Note that "Endian" in the above message is capitalized.  I changed
that to ensure the patched version was, in fact, running rather
than the stock version.  It was.

Comment 4 Robert Peterson 2011-07-13 18:37:10 UTC

Created attachment 512720 [details]
The modified dlm_load I used to recreate the problem

Comment 5 Neil Horman 2011-07-13 18:55:36 UTC

Bob, could you please try something for me?  When this problem occurs, can you rmmod the bnx2 module and modprobe it again?  I'd like to see if the device can actually be recovered at all without a cold boot.  If it can, then I did something wrong with my patch.  If I can't then I'm starting to think this might be a hardware issue that we need to involve broadcom with.

Comment 6 Robert Peterson 2011-07-13 19:59:39 UTC

I'll try to get this going, but for some reason the serial ports
on my consoles are all showing good output, but taking bad input.
I've been trying to backtrack it and have eliminated the easy
things (such as other processes having ttyS1 open).  If I can't 
log in to the serial console, I can't rmmod or insmod the bnx2
driver because my only way in would be the console.
I'll keep you posted.

Comment 8 Neil Horman 2011-07-14 13:12:42 UTC

probably, I've seen that happen before, although I don't ever recall what the solution is.  Please let me know when the system is back in working order.

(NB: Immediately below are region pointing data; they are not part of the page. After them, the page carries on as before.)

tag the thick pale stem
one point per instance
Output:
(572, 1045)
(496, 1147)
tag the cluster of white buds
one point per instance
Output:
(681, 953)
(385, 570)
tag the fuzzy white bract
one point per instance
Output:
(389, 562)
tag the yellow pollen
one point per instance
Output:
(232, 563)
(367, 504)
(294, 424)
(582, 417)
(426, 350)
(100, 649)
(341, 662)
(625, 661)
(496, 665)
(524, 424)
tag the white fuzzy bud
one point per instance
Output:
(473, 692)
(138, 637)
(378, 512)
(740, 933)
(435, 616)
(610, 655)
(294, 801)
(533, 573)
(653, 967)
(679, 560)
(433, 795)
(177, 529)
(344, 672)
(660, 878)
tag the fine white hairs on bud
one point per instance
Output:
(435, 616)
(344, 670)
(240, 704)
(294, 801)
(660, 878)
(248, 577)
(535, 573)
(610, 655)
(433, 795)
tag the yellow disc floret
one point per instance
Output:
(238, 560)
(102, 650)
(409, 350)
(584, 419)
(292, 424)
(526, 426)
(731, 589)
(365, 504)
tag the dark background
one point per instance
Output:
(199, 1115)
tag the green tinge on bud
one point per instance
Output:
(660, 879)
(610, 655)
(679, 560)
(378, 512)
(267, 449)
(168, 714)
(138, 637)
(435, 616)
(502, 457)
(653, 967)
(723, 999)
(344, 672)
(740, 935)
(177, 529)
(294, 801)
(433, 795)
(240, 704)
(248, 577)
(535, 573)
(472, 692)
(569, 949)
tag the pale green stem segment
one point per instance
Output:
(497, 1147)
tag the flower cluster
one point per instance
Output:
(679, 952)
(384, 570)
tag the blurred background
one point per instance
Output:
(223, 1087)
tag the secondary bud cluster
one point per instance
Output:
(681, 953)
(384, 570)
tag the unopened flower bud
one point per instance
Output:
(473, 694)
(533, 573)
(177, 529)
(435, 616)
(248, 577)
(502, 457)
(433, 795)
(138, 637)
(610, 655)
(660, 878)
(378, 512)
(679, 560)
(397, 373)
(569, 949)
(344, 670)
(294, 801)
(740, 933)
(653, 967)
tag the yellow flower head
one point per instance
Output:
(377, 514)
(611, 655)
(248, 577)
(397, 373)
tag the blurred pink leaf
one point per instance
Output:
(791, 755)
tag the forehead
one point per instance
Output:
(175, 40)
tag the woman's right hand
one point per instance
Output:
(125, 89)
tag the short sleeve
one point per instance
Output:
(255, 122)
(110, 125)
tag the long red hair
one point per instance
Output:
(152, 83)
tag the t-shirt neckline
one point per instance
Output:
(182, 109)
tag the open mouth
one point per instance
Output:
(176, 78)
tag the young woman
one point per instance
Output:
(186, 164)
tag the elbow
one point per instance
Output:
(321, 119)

Comment 10 Neil Horman 2011-08-29 14:43:06 UTC

Robert, any luck gettnig the console on this system fixed?

Comment 12 Neil Horman 2011-09-19 15:31:00 UTC

have you tried 197?

I ran the 197 kernel all weekend for bz 734815 with heavy netperf traffic and encountered no errors at all.

/me is starting to wonder if perhaps a bios update is needed on some of the systems in quesion

Comment 14 Robert Peterson 2011-09-19 16:37:14 UTC

I tried to recreate the problem with a newer kernel but ran
into other non-related issues.  I'll try it again when I get
a few spare cycles.

Comment 15 Neil Horman 2011-09-20 10:39:36 UTC

ok, copy that.

Comment 17 Robert Peterson 2011-09-30 20:29:17 UTC

With the latest RHEL6 kernel bits, I ran the test successfully
a bunch of times in a row without failure, so I'm going to
close this bug record.  I'm not sure which microcode patch
fixed the problem, but it seems fixed.  Sorry for the noise
and sorry it took so long to resolve.  Incidentally, I did my
testing on the 2.6.32-203.el6.x86_64 kernel.